Each Monday, I would like to share a reminder about the importance of being mindful. These will come from literature, popular culture, music--anywhere one might get this sort of everyday life nudge.
I saw the following quote a few months ago, credited to Ernest Hemingway. And although I loved the quote, I felt it seemed a little verbose for the famous wordsmith. Upon further investigation, despite overwhelmingly falsely attributed to Hemingway, I discovered the quote was actually written by William Saroyan, an American writer and an influential, though underrated, mid-20th century literary figure.
"The most solid advice for a writer is this, I think: Try to learn to breathe deeply, really to taste food when you eat, and when you sleep really to sleep. Try as much as possible to be wholly alive with all your might, and when you laugh, laugh like hell. And when you get angry, get good and angry. Try to be alive. You will be dead soon enough."
- William Saroyan
Saroyan is best known for his Pulitzer-winning 1939 play entitled The Time of Your Life. The quote is Saroyan's advice to would-be writers and it comes from the preface of his book The Daring Young Man and the Flying Trapeze, a collection of short stories from 1934.
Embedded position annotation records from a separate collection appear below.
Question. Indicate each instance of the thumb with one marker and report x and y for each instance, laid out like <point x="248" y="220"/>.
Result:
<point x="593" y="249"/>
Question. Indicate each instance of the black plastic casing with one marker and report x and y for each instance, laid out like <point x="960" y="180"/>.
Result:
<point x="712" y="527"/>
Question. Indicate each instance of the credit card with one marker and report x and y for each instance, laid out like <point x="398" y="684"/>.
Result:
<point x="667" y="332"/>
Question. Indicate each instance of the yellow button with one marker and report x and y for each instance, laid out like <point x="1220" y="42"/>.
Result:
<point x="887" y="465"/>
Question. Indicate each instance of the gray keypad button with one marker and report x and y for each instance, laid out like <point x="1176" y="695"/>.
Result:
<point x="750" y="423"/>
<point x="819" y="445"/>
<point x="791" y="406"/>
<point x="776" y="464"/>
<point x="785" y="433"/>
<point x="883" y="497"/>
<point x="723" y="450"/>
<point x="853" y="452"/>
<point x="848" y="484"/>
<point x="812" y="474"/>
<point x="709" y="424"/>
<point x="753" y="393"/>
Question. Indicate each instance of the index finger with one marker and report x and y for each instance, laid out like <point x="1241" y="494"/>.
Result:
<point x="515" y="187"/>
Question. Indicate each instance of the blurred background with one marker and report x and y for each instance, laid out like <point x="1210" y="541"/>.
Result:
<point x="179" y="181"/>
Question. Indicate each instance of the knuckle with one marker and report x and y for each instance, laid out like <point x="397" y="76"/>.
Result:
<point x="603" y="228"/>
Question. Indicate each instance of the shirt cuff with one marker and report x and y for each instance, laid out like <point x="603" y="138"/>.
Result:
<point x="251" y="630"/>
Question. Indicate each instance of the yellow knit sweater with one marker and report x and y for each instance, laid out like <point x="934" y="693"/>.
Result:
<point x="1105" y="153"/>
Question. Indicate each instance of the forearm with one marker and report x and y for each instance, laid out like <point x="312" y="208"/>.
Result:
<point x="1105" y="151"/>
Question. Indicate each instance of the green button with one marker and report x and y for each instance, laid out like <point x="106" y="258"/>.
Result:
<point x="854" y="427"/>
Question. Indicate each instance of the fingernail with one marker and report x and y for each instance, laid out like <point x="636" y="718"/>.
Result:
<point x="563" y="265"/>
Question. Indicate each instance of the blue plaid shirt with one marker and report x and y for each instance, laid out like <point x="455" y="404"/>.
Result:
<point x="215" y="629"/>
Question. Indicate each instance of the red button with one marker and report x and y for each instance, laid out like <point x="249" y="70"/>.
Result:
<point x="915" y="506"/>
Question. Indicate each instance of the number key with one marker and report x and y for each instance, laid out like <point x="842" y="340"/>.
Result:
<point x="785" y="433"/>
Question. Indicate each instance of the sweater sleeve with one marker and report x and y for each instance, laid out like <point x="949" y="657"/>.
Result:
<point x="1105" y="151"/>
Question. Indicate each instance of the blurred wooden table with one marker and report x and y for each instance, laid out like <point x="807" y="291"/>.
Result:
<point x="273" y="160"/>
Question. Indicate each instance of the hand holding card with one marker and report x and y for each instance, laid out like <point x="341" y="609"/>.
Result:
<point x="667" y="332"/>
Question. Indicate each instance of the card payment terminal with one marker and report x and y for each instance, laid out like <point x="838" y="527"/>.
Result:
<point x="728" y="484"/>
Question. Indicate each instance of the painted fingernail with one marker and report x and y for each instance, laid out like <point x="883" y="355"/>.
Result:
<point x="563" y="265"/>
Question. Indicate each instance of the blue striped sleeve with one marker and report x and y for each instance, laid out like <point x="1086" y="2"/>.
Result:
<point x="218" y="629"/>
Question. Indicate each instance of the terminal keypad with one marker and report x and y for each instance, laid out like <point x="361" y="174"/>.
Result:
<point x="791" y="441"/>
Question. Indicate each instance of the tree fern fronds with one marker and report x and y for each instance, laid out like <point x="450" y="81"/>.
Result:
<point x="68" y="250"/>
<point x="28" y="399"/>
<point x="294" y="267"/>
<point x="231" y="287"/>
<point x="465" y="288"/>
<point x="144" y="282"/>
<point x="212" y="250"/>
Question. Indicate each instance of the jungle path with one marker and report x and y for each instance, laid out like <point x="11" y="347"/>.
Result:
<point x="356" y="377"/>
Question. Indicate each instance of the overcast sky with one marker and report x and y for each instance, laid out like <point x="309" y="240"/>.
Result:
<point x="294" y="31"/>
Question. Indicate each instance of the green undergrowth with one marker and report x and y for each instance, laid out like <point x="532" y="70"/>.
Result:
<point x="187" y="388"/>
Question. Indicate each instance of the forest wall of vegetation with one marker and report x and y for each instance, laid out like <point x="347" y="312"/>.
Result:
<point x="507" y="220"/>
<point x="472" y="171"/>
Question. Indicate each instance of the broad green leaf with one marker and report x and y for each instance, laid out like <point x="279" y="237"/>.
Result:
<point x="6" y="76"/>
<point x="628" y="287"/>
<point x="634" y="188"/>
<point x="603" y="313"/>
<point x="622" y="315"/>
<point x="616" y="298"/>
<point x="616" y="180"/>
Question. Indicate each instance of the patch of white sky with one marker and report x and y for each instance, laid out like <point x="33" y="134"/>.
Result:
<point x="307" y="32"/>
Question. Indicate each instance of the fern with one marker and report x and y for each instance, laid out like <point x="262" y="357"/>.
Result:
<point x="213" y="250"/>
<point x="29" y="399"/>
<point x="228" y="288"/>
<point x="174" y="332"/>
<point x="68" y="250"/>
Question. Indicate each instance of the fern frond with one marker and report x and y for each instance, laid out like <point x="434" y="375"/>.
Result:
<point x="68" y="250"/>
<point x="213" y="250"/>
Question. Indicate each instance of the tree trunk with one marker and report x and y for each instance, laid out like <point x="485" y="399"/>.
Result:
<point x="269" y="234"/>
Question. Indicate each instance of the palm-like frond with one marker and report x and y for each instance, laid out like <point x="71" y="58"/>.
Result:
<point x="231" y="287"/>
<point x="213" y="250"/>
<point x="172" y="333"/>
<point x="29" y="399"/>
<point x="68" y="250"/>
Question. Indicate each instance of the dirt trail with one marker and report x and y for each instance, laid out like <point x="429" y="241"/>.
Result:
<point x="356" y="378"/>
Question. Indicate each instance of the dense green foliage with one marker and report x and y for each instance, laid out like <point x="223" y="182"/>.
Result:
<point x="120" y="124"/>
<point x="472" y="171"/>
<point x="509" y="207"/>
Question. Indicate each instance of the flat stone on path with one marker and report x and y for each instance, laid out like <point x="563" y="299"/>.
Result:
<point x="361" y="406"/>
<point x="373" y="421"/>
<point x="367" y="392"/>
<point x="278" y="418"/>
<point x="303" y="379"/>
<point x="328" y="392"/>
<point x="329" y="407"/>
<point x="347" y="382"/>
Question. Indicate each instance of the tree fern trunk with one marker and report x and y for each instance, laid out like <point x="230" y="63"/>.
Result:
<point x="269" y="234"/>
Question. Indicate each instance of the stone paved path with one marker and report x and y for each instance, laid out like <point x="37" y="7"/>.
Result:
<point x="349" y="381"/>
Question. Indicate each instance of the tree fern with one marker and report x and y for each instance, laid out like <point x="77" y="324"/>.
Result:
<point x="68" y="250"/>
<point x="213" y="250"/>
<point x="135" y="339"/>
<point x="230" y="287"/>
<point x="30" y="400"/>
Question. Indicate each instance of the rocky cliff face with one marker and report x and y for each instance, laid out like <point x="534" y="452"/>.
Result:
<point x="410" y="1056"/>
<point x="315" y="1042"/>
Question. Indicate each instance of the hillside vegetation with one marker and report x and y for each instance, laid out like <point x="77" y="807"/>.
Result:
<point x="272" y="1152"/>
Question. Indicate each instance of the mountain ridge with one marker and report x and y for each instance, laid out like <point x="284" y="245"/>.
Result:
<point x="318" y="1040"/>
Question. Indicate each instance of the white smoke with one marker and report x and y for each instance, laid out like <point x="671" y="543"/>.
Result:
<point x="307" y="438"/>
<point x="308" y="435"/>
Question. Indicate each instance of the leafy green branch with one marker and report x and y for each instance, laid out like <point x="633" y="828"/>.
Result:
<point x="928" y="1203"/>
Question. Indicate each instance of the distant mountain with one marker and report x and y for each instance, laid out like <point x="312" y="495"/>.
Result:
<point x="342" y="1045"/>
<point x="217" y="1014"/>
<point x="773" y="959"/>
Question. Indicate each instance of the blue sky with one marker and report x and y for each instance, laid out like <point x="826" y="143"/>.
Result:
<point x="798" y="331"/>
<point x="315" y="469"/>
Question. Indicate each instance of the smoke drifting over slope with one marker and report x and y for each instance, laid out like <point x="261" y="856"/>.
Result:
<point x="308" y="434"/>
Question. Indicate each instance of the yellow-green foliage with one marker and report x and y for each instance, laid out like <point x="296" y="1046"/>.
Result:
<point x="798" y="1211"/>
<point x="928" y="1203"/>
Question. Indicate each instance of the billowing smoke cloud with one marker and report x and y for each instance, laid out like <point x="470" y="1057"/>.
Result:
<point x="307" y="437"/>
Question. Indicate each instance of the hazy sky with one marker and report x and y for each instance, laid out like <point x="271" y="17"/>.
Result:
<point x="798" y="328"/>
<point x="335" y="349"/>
To the best of my knowledge, the following quote is by Ernest Hemingway, and ties in nicely with the business of the first quote:
"In order to write about life, first you must live it."
- Ernest Hemingway
Knowing these quotations were penned as advice to writers, I have concluded advice for writers is actually advice for mindfulness, because mindfulness--being aware, being present, being perceptive, being alive is what writing, what sharing, what experiencing life is all about.
It has been said that "Art imitates life," likely because we write/ draw/ paint/ sing/ move/ hum what we know; art demonstrates what life truly is. Art is a reflection of the life people have lived. And although we are not all writers on a daily basis, we all have the opportunity to experience life fully by, as Saroyan suggests, being "wholly alive."